During the process, relatives of the victims lower their gaze as the names of the dead are read out
Photo: Joshua Bessex/AP
The man, heavily armed, opened fire in front of and in a supermarket in mid-April – and was arrested at the scene: around six months after the allegedly racially motivated attack on black people in a US supermarket, the shooter pleaded guilty in court.
He had killed ten people and injured three others in his act in the city of Buffalo.
The 19-year-old gunman is charged in New York state with domestic terrorism and murder as hate crimes, among other things.
He faces a life sentence.
The investigators are assuming a racist motive on the part of the accused – eleven of the 13 victims were black.
A 180-page manifesto with racist and violent statements attributed to the accused had also appeared on the Internet.

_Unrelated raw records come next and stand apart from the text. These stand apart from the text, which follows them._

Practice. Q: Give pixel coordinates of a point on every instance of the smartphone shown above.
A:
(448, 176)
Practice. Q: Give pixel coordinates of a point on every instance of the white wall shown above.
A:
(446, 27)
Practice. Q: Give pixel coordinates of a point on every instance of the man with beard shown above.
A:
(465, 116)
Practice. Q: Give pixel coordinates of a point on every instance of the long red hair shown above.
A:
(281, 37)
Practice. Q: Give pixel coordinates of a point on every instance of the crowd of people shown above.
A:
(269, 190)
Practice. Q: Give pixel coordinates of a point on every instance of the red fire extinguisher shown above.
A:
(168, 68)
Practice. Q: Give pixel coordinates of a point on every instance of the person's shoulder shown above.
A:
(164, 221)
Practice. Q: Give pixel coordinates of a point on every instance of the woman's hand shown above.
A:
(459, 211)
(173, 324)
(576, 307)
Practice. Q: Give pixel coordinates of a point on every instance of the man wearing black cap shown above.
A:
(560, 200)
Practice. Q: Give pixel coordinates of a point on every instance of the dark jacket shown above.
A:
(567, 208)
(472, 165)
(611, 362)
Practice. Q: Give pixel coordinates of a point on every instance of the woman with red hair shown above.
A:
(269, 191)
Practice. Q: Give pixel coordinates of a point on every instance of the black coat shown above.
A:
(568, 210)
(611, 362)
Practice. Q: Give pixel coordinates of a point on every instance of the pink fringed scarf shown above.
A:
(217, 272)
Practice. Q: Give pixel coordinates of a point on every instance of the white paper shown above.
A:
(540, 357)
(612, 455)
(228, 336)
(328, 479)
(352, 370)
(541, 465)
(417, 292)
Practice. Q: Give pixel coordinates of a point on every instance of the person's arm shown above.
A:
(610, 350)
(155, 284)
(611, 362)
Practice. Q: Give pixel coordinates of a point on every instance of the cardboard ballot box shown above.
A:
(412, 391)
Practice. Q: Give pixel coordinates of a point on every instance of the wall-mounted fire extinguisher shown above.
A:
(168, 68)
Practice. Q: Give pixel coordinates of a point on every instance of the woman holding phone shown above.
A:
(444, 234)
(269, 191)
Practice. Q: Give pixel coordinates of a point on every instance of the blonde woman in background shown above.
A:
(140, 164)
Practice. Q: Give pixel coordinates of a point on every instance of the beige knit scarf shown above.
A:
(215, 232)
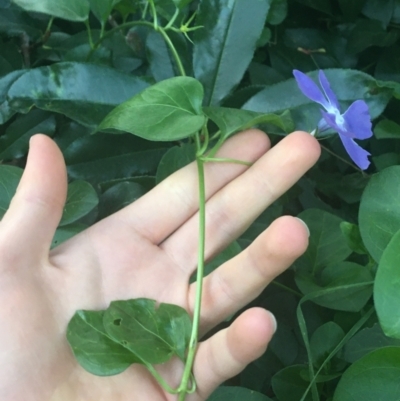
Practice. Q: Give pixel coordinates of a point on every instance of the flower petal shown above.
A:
(323, 80)
(358, 120)
(310, 88)
(356, 152)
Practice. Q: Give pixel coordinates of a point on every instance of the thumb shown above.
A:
(36, 208)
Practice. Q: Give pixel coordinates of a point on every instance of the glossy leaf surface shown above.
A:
(83, 92)
(9, 180)
(371, 376)
(387, 288)
(81, 199)
(230, 33)
(167, 111)
(152, 333)
(230, 121)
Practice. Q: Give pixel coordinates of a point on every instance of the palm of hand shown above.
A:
(146, 250)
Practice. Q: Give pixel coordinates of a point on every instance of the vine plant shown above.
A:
(107, 342)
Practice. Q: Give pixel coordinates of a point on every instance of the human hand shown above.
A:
(148, 249)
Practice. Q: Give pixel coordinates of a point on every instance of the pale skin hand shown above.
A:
(148, 249)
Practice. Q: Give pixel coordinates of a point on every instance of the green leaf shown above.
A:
(230, 121)
(222, 43)
(167, 111)
(174, 159)
(372, 377)
(379, 214)
(64, 233)
(81, 199)
(73, 10)
(368, 33)
(6, 112)
(102, 157)
(387, 129)
(349, 85)
(83, 92)
(158, 56)
(387, 288)
(378, 10)
(94, 349)
(351, 233)
(152, 333)
(15, 141)
(277, 12)
(102, 8)
(324, 340)
(225, 393)
(351, 8)
(366, 341)
(9, 180)
(288, 384)
(326, 245)
(227, 254)
(347, 286)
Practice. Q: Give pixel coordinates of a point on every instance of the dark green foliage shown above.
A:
(121, 77)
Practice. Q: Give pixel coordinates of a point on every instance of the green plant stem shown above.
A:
(341, 344)
(49, 25)
(286, 288)
(343, 160)
(199, 283)
(173, 51)
(116, 29)
(160, 380)
(154, 11)
(92, 45)
(226, 160)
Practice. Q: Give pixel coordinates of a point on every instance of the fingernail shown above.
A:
(305, 225)
(274, 322)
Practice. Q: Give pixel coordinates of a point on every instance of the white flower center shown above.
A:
(339, 119)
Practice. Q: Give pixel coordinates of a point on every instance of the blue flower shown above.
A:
(354, 123)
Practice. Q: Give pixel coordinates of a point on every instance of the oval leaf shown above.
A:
(230, 121)
(372, 376)
(379, 214)
(167, 111)
(222, 43)
(154, 334)
(81, 199)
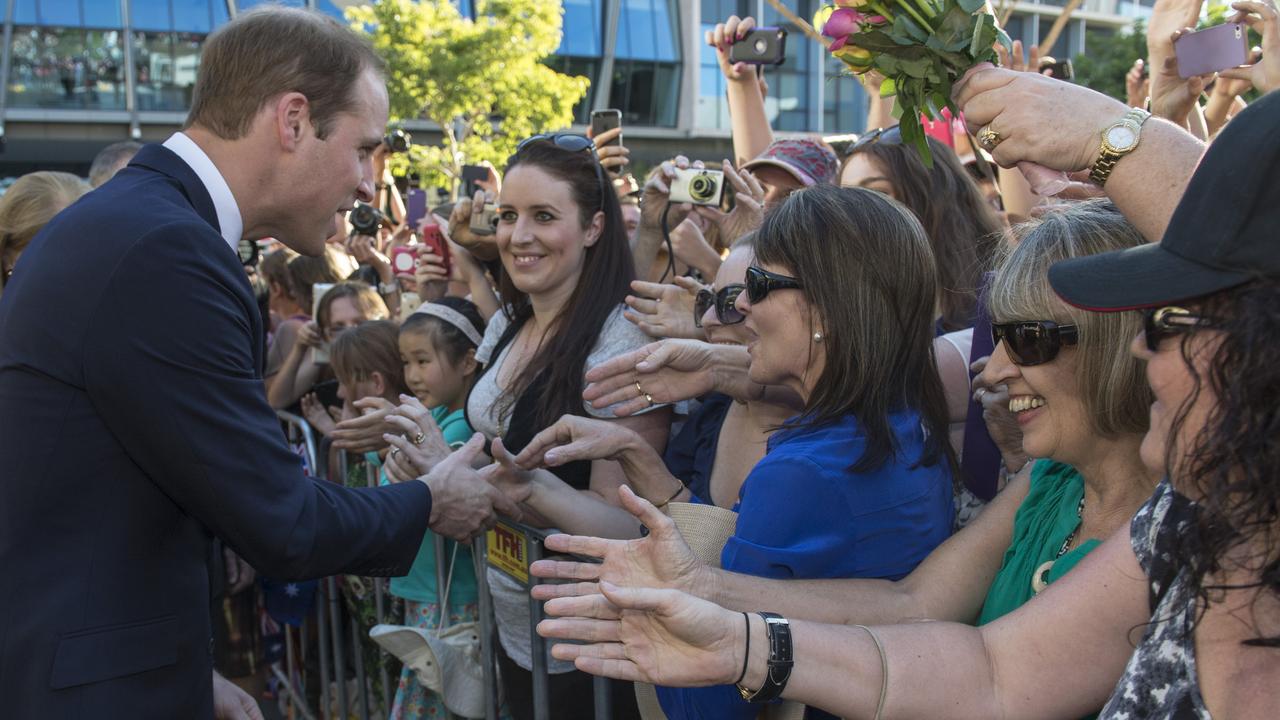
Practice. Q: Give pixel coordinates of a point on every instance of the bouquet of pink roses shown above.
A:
(920, 46)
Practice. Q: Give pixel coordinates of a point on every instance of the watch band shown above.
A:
(1107, 156)
(780, 660)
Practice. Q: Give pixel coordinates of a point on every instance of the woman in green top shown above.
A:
(1082, 405)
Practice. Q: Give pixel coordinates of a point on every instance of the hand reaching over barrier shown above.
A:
(462, 502)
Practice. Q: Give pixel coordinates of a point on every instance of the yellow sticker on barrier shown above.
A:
(508, 551)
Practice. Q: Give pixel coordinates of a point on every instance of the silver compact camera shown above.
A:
(698, 186)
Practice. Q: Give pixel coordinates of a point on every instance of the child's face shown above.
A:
(429, 374)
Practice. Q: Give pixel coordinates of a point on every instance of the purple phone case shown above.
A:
(415, 206)
(1211, 50)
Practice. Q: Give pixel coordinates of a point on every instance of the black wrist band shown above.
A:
(780, 660)
(746, 655)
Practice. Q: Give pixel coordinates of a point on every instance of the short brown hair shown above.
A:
(362, 296)
(1112, 383)
(273, 50)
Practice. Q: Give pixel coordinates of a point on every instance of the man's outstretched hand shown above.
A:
(462, 502)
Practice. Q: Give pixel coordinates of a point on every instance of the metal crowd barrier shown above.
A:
(511, 547)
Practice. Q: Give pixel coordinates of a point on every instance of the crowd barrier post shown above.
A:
(512, 547)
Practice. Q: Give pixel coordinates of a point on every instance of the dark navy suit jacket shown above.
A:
(133, 428)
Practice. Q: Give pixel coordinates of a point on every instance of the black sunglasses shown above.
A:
(760, 283)
(1160, 323)
(574, 144)
(1033, 342)
(723, 301)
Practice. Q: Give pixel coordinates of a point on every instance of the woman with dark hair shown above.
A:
(1178, 613)
(567, 263)
(840, 309)
(963, 228)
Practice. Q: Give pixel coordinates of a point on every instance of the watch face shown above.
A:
(1121, 137)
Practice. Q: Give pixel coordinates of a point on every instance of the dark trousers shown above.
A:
(571, 696)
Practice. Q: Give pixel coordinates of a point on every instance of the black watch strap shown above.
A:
(778, 632)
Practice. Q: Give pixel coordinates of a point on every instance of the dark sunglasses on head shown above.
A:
(760, 283)
(1033, 342)
(574, 144)
(1160, 323)
(723, 301)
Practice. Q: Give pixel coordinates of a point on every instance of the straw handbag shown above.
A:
(707, 528)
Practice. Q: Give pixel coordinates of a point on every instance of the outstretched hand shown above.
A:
(668, 372)
(663, 637)
(462, 502)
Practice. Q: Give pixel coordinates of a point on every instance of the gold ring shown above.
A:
(988, 139)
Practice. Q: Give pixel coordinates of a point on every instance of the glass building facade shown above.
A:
(117, 68)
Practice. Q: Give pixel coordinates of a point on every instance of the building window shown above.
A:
(712, 106)
(647, 63)
(581, 46)
(59, 67)
(789, 100)
(844, 101)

The avowed racist had chosen a market for his attack in a predominantly black neighborhood in the city, in upstate New York, according to prosecutors.

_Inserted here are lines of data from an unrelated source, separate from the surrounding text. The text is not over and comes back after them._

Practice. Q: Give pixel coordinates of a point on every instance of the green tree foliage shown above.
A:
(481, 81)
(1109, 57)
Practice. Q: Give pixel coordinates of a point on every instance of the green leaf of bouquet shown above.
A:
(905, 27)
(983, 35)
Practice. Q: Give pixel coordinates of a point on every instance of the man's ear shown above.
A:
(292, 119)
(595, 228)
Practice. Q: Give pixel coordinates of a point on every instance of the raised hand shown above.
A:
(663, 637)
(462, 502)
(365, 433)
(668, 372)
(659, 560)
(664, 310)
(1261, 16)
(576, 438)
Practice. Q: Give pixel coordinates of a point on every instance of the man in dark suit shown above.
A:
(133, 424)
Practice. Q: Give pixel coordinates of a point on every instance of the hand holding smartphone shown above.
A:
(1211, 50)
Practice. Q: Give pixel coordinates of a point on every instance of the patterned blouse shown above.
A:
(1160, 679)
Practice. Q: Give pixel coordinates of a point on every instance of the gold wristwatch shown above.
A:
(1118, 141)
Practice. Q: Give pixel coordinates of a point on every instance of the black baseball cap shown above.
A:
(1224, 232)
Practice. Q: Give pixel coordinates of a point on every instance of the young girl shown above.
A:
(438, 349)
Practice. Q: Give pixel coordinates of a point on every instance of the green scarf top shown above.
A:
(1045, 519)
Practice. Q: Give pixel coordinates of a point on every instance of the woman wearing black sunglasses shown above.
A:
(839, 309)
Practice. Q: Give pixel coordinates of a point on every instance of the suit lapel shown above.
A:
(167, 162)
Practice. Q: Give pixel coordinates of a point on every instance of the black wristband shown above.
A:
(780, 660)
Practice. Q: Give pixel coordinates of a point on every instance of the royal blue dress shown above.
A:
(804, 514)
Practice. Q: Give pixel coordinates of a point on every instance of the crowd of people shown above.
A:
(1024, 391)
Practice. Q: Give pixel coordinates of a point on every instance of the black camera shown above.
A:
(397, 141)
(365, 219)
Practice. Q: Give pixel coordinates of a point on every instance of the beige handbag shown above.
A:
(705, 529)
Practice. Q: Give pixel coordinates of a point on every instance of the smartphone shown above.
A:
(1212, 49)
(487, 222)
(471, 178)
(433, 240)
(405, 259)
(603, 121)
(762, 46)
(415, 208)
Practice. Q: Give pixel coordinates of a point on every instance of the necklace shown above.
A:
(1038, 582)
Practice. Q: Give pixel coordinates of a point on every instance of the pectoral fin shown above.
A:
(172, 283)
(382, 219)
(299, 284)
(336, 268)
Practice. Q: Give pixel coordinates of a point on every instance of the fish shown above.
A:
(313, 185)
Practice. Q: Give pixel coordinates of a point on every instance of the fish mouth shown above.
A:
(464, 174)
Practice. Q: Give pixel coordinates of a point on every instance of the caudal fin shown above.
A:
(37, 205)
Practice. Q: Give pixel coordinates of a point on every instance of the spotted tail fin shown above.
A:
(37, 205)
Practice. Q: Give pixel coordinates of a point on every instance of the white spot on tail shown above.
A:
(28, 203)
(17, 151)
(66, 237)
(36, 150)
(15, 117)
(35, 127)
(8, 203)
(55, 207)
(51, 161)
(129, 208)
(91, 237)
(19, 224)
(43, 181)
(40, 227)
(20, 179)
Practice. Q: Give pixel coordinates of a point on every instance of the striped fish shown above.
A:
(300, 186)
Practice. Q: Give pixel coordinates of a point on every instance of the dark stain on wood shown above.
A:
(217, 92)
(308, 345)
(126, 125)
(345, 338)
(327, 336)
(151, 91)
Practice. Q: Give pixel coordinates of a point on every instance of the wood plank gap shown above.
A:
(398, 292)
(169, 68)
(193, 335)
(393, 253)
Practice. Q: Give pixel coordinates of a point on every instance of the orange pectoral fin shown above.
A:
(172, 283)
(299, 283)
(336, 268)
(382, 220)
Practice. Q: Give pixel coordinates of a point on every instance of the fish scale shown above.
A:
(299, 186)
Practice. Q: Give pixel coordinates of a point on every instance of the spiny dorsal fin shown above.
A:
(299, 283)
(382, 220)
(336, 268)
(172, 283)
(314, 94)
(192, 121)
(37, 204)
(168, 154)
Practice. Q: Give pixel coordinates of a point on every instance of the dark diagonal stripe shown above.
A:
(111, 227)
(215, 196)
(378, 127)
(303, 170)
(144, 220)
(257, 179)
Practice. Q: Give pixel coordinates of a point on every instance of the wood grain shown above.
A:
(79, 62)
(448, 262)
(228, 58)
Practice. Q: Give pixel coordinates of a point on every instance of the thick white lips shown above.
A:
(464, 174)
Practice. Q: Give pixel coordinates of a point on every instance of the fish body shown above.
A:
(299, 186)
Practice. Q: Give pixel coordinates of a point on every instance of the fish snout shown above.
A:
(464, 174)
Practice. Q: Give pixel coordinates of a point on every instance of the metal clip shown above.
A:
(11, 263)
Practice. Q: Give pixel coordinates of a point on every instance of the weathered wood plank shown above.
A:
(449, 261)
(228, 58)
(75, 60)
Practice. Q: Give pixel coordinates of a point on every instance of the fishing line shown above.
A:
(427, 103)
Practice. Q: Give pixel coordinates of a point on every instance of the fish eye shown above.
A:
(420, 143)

He therefore drove three hours from his home near Binghamton, New York, to the supermarket after weeks of planning the attack.
He left a racist manifesto on the internet before the attack, police say, and live-streamed the shooting on social media.
"It has been established beyond a reasonable doubt that he had this grisly motive and murdered as many African Americans as possible in a little over two minutes," said John Flynn, the Erie County Attorney.
"Justice was served today." According to media reports, the verdict is scheduled for February 15.
The defendant, 18 at the time of the attack, initially pleaded not guilty after a grand jury returned indictments in June.
In the separate indictment, filed in another court under federal law, Gendron faces 27 counts of hate crimes and firearms offenses.
The penalties associated with the federal allegations are usually higher than those at the state level, and the death penalty would be a possibility.